In 2009, a new research line considering fertility preservation in patients with Klinefelter Syndrome (KS) was started in the BITE lab. KS patients have one or more extra copies of the X-chromosome. These patients suffer from azoospermia due to a massive germ cell loss. However, in 50% of the patients, focal spermatogenesis is present which enables the testicular recovery of spermatozoa for Intracytoplasmic Sperm Injection (ICSI). In an attempt to preserve their fertility before the occurrence of germ cell loss, the recovery of spermatozoa at adolescent age or spermatogonial stem cells (SSCs) at prepubertal age was evaluated. Unfortunately, only limited numbers of SSCs were present in these biopsies.
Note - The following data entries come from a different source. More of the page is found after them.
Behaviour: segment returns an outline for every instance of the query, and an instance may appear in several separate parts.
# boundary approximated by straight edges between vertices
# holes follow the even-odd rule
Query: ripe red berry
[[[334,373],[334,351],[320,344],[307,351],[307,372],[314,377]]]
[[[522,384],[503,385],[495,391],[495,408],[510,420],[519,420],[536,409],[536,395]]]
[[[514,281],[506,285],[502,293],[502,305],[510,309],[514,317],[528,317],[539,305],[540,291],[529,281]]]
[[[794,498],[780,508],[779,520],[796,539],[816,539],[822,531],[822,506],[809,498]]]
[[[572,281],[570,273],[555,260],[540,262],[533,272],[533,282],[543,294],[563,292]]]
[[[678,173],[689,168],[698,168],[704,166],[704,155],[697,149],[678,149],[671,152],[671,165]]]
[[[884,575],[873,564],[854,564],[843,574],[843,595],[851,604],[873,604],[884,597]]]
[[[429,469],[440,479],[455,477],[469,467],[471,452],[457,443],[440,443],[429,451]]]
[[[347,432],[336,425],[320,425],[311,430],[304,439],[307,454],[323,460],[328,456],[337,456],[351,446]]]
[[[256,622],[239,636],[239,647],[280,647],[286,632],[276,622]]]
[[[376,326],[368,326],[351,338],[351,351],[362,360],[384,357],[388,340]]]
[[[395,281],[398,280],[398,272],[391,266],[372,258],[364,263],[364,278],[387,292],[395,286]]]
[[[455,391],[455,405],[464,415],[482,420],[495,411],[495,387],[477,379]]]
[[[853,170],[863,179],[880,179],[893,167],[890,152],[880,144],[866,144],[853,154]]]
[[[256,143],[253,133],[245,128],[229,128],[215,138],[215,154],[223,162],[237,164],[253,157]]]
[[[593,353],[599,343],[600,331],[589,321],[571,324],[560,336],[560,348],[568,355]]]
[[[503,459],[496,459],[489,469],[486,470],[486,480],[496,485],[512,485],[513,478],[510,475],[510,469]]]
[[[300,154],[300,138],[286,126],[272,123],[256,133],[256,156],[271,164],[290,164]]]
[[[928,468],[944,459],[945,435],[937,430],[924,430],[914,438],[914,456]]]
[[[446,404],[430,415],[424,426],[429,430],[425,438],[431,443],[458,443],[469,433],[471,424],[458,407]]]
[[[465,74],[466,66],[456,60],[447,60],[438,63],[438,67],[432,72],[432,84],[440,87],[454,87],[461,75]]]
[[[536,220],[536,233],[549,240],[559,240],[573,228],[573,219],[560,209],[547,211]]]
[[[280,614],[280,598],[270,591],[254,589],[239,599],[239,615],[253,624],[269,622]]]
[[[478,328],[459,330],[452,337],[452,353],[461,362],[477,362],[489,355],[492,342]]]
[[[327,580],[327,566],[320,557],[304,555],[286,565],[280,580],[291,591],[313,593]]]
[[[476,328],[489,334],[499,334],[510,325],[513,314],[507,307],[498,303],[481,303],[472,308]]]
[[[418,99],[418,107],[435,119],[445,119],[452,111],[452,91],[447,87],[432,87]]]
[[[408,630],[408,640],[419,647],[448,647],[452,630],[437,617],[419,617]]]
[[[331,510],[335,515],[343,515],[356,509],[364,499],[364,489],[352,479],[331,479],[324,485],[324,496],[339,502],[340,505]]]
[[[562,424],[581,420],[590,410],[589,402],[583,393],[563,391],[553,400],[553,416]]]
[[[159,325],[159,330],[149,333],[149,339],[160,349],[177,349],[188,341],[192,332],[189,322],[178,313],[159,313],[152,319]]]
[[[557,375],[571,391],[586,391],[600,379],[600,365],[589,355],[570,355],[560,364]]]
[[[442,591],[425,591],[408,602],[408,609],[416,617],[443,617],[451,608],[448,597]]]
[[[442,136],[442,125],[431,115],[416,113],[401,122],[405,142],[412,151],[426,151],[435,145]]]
As germ cell loss occurs very early in life, early fertility preservation is not beneficial.

KS is highly underdiagnosed and most patients are only diagnosed when they contact a fertility center due to fertility problems. At the time of diagnosis, the testis is often highly fibrotic. The cause of this fibrotic process has not been identified. Current research in the BITE lab focuses on the occurrence of fibrosis in the KS testis. Next to this, we want to evaluate whether it is possible to predict the presence of spermatogenesis in the testis. At the moment, there are no clinical factors to predict successful recovery of testicular spermatozoa. We want to evaluate whether biomarkers in semen can predict ongoing spermatogenesis in a non-invasive manner.